With the coordinates dialed in (40°42’11.7″N 74°00’59.4″W) I headed to Manhattan’s southernmost tip to walk in Bezos’ footsteps. As I got closer to the spot we’d seen in photos, I saw the flagstones.
I moved slightly out of view of a park ranger and got to work taking measurements. Each stone is about 55 inches by 52.5 inches.
I sent this data back to Maiberg’s forensic photo lab (Microsoft Paint) and he set to work:
If a little more than four and a half of Bezos’ shoes fit in one of these stones lengthwise, that’s around 11.9 inches of shoe.
If you account for the shoe being a little bit bigger than the foot inside, and reference various shoe and foot size charts, one can assume his feet are around 11 inches long, between a size 11-12.
These measurements are obviously not accurate to the nanometer, but even by the widest margin, the length of Bezos’ shoe is between 10 to 12 inches long. It is likely somewhere closer to the middle of those two extremes, and while we don’t know for sure, we are confident that his feet are not notably large, and certainly not a daunting size 14.

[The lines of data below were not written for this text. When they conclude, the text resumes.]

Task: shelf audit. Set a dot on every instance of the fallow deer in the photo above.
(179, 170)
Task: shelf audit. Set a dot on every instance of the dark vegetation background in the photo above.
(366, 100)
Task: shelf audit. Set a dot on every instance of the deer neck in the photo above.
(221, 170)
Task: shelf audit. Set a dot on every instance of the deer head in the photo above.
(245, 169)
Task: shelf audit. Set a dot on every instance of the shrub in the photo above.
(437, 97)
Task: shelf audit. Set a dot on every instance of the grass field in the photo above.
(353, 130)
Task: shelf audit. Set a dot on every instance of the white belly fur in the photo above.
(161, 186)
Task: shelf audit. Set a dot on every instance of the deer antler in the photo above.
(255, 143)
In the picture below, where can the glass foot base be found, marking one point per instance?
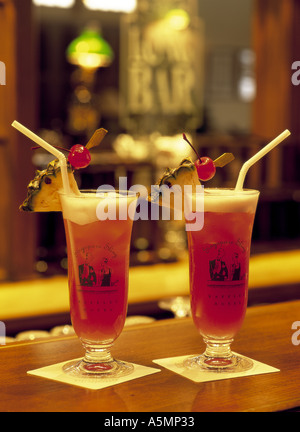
(232, 364)
(112, 369)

At least in this respect, Bezos is just an average man.
RESULTS AND DISCUSSION
If I’m being honest with myself, I don’t feel better with this information. Maybe some things should remain mysterious.
Throughout this investigation, however, when I ranted and raved in dark hours to friends and loved ones about my week-long quest, several people asked, “Why?”
The pursuit of knowledge is always worthwhile. If the tagline of the newspaper Bezos himself purchased is to be believed, “Democracy Dies in Darkness.” Information wants to be free. Etc. The feet of a billionaire should be no less subject to scrutiny than, say, the feet of a congresswoman. When the boot is on your neck, measure it.
Amazon did not respond to a request for comment on the size of Jeff Bezos’ feet.